Dr. Kim Riddlebarger helps us understand Job 25-26:
In Job 25, we have the very short and final speech from Bildad, along with Job’s response. After three increasingly heated exchanges, Job and his friends have clearly run out of steam. But like trains passing on parallel tracks, Job and Eliphaz have been speaking past each other. The same holds true for the speeches of Bildad and Zophar. The wisdom of Job’s friends can take them no farther than their own observation and their misguided view that the wicked live miserable lives and die young. Job has heard their case and has repeatedly pointed out the flaws of this argument, although he himself is still struggling to come to terms with the mysteries of God’s providence.
This time Bildad has very little to say, merely parroting Eliphaz. Most notably, Bildad completely avoids Job’s challenge in verse 24 of the previous chapter altogether–“who can prove me false?” Bildad does not even try, and Zophar does not even speak, something noted by Job later on in 29:22–“After I had spoken, they spoke no more; my words fell gently on their ears.” So the heated argument abruptly grinds to a halt with the lame words from Bildad recorded in Job 25: “Then Bildad the Shuhite replied: `Dominion and awe belong to God; he establishes order in the heights of heaven. Can his forces be numbered? Upon whom does his light not rise? How then can a man be righteous before God? How can one born of woman be pure? If even the moon is not bright and the stars are not pure in his eyes, how much less man, who is but a maggot-a son of man, who is only a worm!” In contrast to the glories of the heavens, Job is but a worm of a man. For Bildad, Job’s situation is plain. God is holy and must punish sin. Since Job is obviously being punished for his sins, Job is not a righteous man. Simply repeating the same thing over and over will have no impact upon Job, who has heard it all before.
…..Job is beginning to see that ultimately the explanation for his suffering is connected to the wisdom of God. Bildad and his friends have already made this point. After berating Bildad, Job points out that God’s wisdom so far surpasses our comprehension, that we only expose our foolishness by limiting God’s ways to a faulty and wooden application of the principle of divine retribution as his friends have done.
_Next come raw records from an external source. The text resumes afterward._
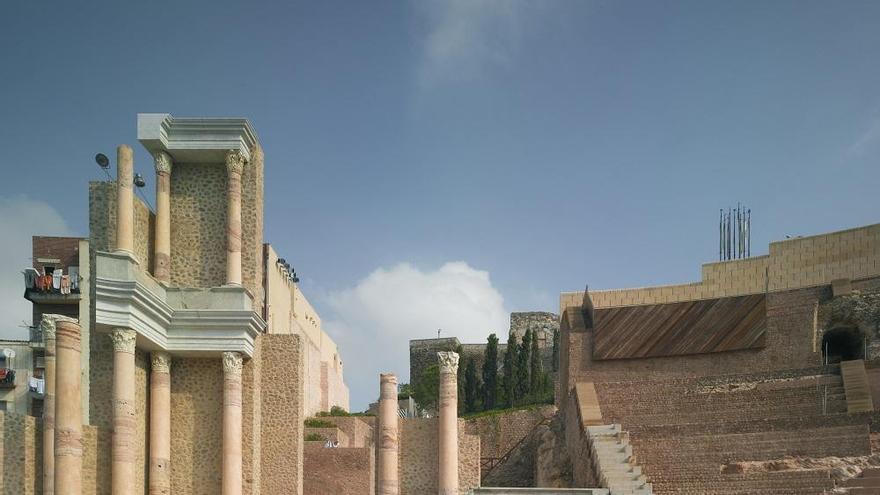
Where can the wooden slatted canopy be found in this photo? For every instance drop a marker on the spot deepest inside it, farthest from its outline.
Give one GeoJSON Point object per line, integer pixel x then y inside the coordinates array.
{"type": "Point", "coordinates": [674, 329]}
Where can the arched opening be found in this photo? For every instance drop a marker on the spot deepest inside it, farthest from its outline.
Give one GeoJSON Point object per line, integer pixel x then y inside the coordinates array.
{"type": "Point", "coordinates": [843, 344]}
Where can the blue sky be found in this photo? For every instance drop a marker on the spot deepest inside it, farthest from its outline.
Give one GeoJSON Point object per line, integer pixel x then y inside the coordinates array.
{"type": "Point", "coordinates": [503, 149]}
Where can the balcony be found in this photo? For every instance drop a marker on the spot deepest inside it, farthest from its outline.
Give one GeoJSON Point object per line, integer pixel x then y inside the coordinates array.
{"type": "Point", "coordinates": [7, 378]}
{"type": "Point", "coordinates": [46, 289]}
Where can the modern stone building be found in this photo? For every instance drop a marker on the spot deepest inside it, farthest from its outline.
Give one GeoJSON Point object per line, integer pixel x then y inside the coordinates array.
{"type": "Point", "coordinates": [762, 378]}
{"type": "Point", "coordinates": [190, 363]}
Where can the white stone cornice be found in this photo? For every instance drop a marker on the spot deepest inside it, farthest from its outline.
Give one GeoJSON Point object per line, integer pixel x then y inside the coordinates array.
{"type": "Point", "coordinates": [194, 322]}
{"type": "Point", "coordinates": [124, 340]}
{"type": "Point", "coordinates": [232, 363]}
{"type": "Point", "coordinates": [235, 162]}
{"type": "Point", "coordinates": [162, 161]}
{"type": "Point", "coordinates": [448, 362]}
{"type": "Point", "coordinates": [196, 140]}
{"type": "Point", "coordinates": [160, 362]}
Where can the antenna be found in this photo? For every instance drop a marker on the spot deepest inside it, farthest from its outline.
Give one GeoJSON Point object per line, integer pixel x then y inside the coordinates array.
{"type": "Point", "coordinates": [734, 233]}
{"type": "Point", "coordinates": [104, 162]}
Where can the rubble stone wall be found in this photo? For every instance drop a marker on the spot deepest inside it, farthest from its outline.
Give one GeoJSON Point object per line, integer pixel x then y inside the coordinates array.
{"type": "Point", "coordinates": [419, 449]}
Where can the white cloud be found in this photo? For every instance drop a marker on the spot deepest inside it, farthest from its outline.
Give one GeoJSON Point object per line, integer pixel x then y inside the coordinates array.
{"type": "Point", "coordinates": [374, 320]}
{"type": "Point", "coordinates": [465, 37]}
{"type": "Point", "coordinates": [20, 219]}
{"type": "Point", "coordinates": [867, 139]}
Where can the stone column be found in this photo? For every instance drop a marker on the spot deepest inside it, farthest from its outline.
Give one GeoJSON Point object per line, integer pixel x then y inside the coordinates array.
{"type": "Point", "coordinates": [447, 479]}
{"type": "Point", "coordinates": [162, 256]}
{"type": "Point", "coordinates": [68, 408]}
{"type": "Point", "coordinates": [232, 476]}
{"type": "Point", "coordinates": [235, 162]}
{"type": "Point", "coordinates": [160, 424]}
{"type": "Point", "coordinates": [386, 460]}
{"type": "Point", "coordinates": [124, 199]}
{"type": "Point", "coordinates": [48, 327]}
{"type": "Point", "coordinates": [122, 468]}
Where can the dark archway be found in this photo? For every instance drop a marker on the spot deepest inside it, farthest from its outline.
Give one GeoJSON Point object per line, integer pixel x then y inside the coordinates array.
{"type": "Point", "coordinates": [843, 344]}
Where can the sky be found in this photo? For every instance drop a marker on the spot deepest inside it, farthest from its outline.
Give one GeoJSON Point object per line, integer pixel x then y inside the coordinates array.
{"type": "Point", "coordinates": [437, 165]}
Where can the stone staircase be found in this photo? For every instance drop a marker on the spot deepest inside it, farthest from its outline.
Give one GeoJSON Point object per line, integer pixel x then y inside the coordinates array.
{"type": "Point", "coordinates": [855, 382]}
{"type": "Point", "coordinates": [614, 461]}
{"type": "Point", "coordinates": [866, 484]}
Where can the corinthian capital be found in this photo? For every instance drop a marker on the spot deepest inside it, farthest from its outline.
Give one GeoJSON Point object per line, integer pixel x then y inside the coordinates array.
{"type": "Point", "coordinates": [123, 340]}
{"type": "Point", "coordinates": [161, 362]}
{"type": "Point", "coordinates": [235, 162]}
{"type": "Point", "coordinates": [448, 362]}
{"type": "Point", "coordinates": [232, 363]}
{"type": "Point", "coordinates": [163, 162]}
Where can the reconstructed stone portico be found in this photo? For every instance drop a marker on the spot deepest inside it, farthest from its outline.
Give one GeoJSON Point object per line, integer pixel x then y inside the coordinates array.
{"type": "Point", "coordinates": [140, 310]}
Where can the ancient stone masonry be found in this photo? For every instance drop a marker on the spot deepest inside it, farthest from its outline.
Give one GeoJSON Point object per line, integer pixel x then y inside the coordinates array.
{"type": "Point", "coordinates": [68, 413]}
{"type": "Point", "coordinates": [387, 437]}
{"type": "Point", "coordinates": [447, 479]}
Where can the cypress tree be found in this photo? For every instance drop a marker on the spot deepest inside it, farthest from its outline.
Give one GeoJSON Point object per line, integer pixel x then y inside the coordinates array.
{"type": "Point", "coordinates": [471, 387]}
{"type": "Point", "coordinates": [536, 371]}
{"type": "Point", "coordinates": [556, 350]}
{"type": "Point", "coordinates": [509, 371]}
{"type": "Point", "coordinates": [490, 373]}
{"type": "Point", "coordinates": [521, 387]}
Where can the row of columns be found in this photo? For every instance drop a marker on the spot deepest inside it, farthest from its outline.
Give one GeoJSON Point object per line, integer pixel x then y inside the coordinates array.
{"type": "Point", "coordinates": [163, 163]}
{"type": "Point", "coordinates": [62, 416]}
{"type": "Point", "coordinates": [389, 436]}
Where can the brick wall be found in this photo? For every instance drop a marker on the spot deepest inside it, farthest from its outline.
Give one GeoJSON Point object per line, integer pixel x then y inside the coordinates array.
{"type": "Point", "coordinates": [64, 249]}
{"type": "Point", "coordinates": [339, 471]}
{"type": "Point", "coordinates": [791, 264]}
{"type": "Point", "coordinates": [789, 345]}
{"type": "Point", "coordinates": [500, 432]}
{"type": "Point", "coordinates": [418, 453]}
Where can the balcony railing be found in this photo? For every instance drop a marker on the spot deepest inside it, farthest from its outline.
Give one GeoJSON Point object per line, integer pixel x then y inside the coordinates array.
{"type": "Point", "coordinates": [7, 378]}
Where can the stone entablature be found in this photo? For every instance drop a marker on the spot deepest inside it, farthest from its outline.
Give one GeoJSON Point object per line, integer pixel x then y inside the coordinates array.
{"type": "Point", "coordinates": [204, 322]}
{"type": "Point", "coordinates": [196, 140]}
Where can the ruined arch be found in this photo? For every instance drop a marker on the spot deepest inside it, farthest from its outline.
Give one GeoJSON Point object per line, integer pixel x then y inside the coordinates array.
{"type": "Point", "coordinates": [843, 343]}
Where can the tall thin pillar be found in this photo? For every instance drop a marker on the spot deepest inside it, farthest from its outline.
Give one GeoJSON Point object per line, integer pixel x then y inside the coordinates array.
{"type": "Point", "coordinates": [123, 458]}
{"type": "Point", "coordinates": [160, 424]}
{"type": "Point", "coordinates": [47, 325]}
{"type": "Point", "coordinates": [386, 460]}
{"type": "Point", "coordinates": [68, 409]}
{"type": "Point", "coordinates": [162, 255]}
{"type": "Point", "coordinates": [447, 479]}
{"type": "Point", "coordinates": [232, 476]}
{"type": "Point", "coordinates": [124, 199]}
{"type": "Point", "coordinates": [235, 162]}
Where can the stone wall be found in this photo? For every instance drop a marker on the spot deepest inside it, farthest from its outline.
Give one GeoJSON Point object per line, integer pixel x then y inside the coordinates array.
{"type": "Point", "coordinates": [252, 227]}
{"type": "Point", "coordinates": [419, 462]}
{"type": "Point", "coordinates": [542, 323]}
{"type": "Point", "coordinates": [358, 430]}
{"type": "Point", "coordinates": [196, 425]}
{"type": "Point", "coordinates": [339, 471]}
{"type": "Point", "coordinates": [789, 344]}
{"type": "Point", "coordinates": [791, 264]}
{"type": "Point", "coordinates": [282, 409]}
{"type": "Point", "coordinates": [198, 224]}
{"type": "Point", "coordinates": [252, 420]}
{"type": "Point", "coordinates": [501, 432]}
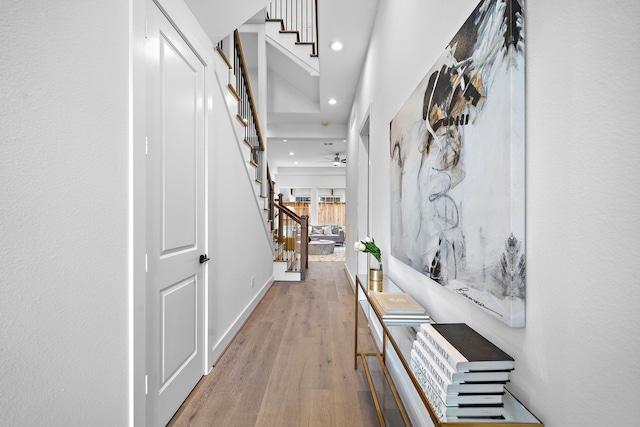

Thus, in the first four verses of Job 26, Job responds to Bildad with utter disdain. “Then Job replied: `How you have helped the powerless! How you have saved the arm that is feeble! What advice you have offered to one without wisdom! And what great insight you have displayed! Who has helped you utter these words? And whose spirit spoke from your mouth?” It is clear to Job that Bildad’s wisdom is not so wise after all. Job senses, but does not know, what the reader knows–that the final speeches from Eliphaz and Bildad actually echo the words of Satan, not God.
As Job begins to consider the mysterious ways of God, he considers that God’s dominion is without end or limit. In verses 5-14, Job describes the glories and powers of the sovereign God. “The dead are in deep anguish, those beneath the waters and all that live in them. Death is naked before God; Destruction lies uncovered. He spreads out the northern skies over empty space; he suspends the earth over nothing. He wraps up the waters in his clouds, yet the clouds do not burst under their weight. He covers the face of the full moon, spreading his clouds over it. He marks out the horizon on the face of the waters for a boundary between light and darkness. The pillars of the heavens quake, aghast at his rebuke. By his power he churned up the sea; by his wisdom he cut Rahab [the name of the serpent] to pieces. By his breath the skies became fair; his hand pierced the gliding serpent. And these are but the outer fringe of his works; how faint the whisper we hear of him! Who then can understand the thunder of his power?” Obviously, Job knows that Eliphaz, Bildad and Zophar do not understand the ways of the ,Lord. They cannot explain the obvious–the righteous suffer and the wicked prosper.